Excusa mi silencio. El tiempo transcurrido fue fértil en vicisitudes y acontecimientos que, por haber sido difundidos por otros medios, me eximiré de referirte aquí. La guerra entre peninsulares y archipielagueños, aunque no solventada todavía por las armas, absorbe las energías del mundillo literario y es objeto de apasionadas discusiones en cenáculos y tertulias. Los salones cultiparlantes de ésta, tan mustios y desaboridos hasta hace unos meses, han cobrado de golpe una tonificante vivacidad. Ser recibido en ellos es operación tan arriesgada como adentrarse en un campo minado: exige altos, cautelas, sondeos, repliegues tácticos, ingenio avizor, inocencia fingida. Más que guerra abierta, incursiones, emboscadas, rastreos, astucia silvana, dúctil sagacidad de guerrilla. El tema de conversación es obligado e, imitando a sus abuelos del catorce, algunos pisaverdes empiezan a lucir una advertencia en la solpa: «No me hable usted de archipiélagos ni de penínsulas.»Esta novedad, y el despliegue de industria que la acompaña, ha tenido cuando menos la virtud de sacar a escritores, gacetilleros y chupatintas del triste letargo en el que se hallaban sumidos.

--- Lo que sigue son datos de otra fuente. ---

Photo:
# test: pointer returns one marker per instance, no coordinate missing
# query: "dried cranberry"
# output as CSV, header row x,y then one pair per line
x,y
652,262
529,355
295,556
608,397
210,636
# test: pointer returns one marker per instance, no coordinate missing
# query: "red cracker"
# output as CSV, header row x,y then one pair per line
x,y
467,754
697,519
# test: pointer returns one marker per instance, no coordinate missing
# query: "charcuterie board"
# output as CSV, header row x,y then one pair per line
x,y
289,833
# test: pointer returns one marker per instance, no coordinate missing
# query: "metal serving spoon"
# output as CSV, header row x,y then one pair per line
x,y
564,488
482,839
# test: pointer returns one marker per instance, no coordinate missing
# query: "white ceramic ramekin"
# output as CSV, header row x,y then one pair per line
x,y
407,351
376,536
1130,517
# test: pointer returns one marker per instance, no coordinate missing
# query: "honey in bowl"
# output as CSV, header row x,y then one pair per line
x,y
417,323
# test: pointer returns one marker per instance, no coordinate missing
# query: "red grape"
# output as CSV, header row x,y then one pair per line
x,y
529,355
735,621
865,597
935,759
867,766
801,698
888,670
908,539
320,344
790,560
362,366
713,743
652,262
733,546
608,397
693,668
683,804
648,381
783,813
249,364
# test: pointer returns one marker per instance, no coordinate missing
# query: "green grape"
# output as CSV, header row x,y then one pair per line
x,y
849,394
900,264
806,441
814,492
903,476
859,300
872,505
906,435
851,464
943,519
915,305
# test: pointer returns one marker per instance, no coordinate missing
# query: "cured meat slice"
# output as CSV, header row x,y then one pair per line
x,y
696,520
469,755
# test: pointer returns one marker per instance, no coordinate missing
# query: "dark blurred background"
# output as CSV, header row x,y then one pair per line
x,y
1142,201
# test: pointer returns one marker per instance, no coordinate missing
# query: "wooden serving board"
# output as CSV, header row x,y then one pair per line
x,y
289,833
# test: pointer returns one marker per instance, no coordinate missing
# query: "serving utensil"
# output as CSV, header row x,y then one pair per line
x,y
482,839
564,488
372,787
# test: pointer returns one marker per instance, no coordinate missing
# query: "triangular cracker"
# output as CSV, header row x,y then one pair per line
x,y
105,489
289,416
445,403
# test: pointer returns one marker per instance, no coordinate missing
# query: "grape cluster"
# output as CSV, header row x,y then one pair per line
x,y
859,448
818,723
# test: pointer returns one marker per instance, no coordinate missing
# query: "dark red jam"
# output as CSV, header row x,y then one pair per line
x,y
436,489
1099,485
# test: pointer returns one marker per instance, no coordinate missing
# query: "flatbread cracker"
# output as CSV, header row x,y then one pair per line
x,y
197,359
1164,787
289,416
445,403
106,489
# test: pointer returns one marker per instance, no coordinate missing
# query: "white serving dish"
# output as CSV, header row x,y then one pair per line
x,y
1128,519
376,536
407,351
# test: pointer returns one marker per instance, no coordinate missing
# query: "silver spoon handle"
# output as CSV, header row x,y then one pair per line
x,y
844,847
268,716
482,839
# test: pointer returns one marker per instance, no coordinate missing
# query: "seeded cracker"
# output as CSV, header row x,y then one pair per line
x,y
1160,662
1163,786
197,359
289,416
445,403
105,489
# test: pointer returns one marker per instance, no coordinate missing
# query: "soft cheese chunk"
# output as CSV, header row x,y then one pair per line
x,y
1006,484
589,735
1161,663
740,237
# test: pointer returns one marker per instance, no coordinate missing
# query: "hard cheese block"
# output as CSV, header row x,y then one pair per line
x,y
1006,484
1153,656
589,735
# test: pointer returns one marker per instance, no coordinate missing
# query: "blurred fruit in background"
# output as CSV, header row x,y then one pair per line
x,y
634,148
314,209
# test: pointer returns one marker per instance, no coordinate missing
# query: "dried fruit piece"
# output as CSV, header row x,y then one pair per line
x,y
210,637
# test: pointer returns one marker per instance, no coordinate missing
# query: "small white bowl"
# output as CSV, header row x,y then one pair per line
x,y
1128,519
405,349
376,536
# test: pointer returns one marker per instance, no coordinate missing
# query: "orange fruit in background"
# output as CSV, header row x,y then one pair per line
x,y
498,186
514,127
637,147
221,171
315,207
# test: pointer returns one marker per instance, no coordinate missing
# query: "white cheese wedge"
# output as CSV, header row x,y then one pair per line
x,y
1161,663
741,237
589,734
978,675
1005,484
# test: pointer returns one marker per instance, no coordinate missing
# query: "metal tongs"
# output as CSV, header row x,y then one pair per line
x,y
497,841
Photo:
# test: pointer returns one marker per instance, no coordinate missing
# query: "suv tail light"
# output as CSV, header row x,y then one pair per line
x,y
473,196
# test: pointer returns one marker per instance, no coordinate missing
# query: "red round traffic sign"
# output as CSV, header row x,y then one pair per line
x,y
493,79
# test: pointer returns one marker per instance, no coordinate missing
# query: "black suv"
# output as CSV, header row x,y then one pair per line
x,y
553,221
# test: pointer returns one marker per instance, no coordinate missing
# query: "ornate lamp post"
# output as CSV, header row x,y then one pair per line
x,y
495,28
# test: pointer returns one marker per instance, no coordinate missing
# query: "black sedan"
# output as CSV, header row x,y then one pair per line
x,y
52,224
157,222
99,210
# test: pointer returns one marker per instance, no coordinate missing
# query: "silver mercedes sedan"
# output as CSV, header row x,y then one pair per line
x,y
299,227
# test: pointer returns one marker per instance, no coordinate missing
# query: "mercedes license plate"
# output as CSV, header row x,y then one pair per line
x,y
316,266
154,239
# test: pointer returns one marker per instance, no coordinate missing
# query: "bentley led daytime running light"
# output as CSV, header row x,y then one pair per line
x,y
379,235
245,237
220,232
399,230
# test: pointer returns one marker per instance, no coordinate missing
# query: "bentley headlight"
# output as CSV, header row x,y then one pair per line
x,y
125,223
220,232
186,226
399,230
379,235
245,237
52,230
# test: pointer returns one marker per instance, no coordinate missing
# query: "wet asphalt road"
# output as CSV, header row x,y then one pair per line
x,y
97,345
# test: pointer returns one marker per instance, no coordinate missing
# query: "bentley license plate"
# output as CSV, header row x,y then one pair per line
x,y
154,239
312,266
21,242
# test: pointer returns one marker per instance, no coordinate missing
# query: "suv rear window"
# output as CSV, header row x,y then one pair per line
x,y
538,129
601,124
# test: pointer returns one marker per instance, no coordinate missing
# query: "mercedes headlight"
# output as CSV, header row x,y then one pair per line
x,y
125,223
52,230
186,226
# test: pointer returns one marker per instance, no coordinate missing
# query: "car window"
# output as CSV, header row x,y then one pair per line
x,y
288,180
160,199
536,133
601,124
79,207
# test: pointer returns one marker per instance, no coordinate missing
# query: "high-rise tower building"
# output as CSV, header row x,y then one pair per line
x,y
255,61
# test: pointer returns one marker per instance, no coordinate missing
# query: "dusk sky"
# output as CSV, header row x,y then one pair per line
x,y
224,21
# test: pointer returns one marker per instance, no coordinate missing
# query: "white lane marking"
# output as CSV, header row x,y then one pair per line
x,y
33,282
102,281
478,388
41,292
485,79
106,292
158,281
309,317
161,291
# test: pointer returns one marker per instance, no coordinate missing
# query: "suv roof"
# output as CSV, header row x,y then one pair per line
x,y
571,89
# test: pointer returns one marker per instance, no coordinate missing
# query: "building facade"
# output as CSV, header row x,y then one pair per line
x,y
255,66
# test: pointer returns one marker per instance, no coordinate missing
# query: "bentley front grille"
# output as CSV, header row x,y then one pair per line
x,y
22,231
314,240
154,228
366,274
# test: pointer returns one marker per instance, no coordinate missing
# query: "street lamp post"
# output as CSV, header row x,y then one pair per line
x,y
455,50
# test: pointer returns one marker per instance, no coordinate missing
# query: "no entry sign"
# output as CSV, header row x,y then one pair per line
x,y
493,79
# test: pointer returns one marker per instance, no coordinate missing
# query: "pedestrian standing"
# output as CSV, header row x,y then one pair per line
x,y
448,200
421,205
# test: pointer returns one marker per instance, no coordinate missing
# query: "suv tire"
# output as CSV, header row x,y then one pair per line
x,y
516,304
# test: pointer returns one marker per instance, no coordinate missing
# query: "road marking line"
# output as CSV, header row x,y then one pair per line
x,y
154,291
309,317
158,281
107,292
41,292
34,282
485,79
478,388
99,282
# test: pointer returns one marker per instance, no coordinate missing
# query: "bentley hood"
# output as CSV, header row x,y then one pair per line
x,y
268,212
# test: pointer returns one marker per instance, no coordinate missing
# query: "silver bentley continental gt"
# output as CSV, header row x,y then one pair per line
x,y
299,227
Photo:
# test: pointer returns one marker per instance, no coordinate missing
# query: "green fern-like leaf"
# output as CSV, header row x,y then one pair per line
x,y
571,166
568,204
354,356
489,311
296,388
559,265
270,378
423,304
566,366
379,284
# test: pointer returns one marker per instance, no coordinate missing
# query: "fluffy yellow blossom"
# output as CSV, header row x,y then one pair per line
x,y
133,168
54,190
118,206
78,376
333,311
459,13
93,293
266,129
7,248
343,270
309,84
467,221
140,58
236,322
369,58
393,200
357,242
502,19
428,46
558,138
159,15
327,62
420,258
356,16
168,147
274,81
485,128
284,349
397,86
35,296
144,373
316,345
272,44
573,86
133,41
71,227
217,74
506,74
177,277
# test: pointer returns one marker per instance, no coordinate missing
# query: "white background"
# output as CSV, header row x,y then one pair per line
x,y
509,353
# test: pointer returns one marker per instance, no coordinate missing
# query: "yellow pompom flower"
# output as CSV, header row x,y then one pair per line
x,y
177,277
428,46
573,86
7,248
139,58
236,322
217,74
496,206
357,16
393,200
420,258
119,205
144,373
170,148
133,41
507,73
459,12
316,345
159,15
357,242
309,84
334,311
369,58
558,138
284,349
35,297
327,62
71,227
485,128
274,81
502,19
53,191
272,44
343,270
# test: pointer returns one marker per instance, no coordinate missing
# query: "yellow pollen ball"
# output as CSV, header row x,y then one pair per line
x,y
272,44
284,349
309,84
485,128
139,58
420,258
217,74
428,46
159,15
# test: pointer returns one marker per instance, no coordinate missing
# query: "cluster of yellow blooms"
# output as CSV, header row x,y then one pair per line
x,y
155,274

¿Recuerdas lo que me escribías en vida del último dictador peninsular?: «Los extranjeros, al ver las obras que salen a luz en España, tienen a los españoles en un concepto que no se merecen. Pero aunque el juicio es falso, no es temerario, pues quedan escondidas las obras que merecían aplausos.» El comprensible y bienintencionado error en que incurríamos alentó también las ilusiones de quienes soportaron la mortal quietud de aquellos años, confiados en que cualquier tiempo futuro -como el pasadosería mejor. Pero falleció el espadón de vejez, soplaron vientos de libertad, rompiéronse los diques que apresaban las letras y, ante el desconsuelo de todos, no apareció nada superior ni distinto a lo que, dentro o fuera, se publicara hasta entonces. A cuarenta cursos académicos de silencio siguieron acelerados cursillos de inanidad sonora, ripio ideológico, retórica fiambre, palabrería huera. La montaña había parido un ratón, y ya no quedaba el recurso de echar las culpas de ello a la censura. Retirada la providencial hoja de parra, el creador -novelista, poeta, dramaturgo, ensayista, filósofo -lucía ominosamente desnudo. Desánimo e inquietud flotaban en el ambiente; ¿cómo remendarle entonces los inexistentes calzones?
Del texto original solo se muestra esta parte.